Hsu Meng Kai

and 2 more

Background: Hepatocellular carcinoma (HCC) is a common primary liver malignancy. Despite advancements in treatment, HCC often has a poor prognosis because of frequent recurrence and metastasis. Hematogenous metastasis to the gastrointestinal tract is uncommon and metastasis to the small intestine is particularly rare. Method: We present the case of a 72-year-old man with HCC who developed small bowel metastasis and intussusception. A literature review was conducted using the keywords “hepatocellular carcinoma,” “small bowel metastasis,” and “gastrointestinal tract metastasis” in the MEDLINE (PubMed) database. Non-English language reports were excluded. Results: Fifteen cases of HCC metastasis to the small intestine were retrieved from the literature, with two cases diagnosed post-mortem. Of the 13 reported cases and the present case, 10 cases involved male patients. The most common symptom was gastrointestinal bleeding, which occurred in 50% of cases, followed by elevated tumor markers and bowel obstruction.
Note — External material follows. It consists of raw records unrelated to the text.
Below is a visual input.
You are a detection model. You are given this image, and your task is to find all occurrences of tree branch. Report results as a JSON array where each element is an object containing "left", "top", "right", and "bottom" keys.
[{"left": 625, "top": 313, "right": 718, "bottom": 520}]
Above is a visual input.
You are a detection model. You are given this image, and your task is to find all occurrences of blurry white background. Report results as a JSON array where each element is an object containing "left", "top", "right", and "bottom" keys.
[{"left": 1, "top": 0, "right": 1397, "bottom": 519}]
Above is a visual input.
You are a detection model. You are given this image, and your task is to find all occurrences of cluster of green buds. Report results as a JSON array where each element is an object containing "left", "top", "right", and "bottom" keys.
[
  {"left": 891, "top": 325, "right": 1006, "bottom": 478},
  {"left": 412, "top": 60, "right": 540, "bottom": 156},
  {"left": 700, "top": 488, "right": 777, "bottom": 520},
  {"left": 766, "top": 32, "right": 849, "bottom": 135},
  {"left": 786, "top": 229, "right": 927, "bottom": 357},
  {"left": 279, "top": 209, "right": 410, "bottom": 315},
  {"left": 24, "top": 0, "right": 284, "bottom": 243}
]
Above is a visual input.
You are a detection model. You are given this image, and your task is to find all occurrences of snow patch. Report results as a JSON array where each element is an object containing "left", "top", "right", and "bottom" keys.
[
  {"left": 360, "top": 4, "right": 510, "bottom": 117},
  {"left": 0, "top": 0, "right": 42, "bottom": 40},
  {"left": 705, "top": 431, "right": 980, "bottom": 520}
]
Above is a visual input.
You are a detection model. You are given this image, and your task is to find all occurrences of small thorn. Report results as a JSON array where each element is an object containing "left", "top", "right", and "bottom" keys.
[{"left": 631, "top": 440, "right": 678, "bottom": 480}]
Imaging modalities such as computed tomography and positron emission tomography were typically used for a diagnosis, whereas endoscopic examination was used for detecting duodenal tumors. The metastatic tumors exhibited various morphologies across all three segments of the small intestine. Portal vein thrombosis or tumor invasion was reported in only one-half of the cases. Surgical resection remains the most effective treatment for isolated small bowel metastases. Conclusion: Small intestine metastasis from HCC, although rare, should be considered in patients with gastrointestinal symptoms or unexplained elevated tumor markers. Surgical resection is the most effective treatment approach, with minimally invasive and endoscopic techniques available for select cases.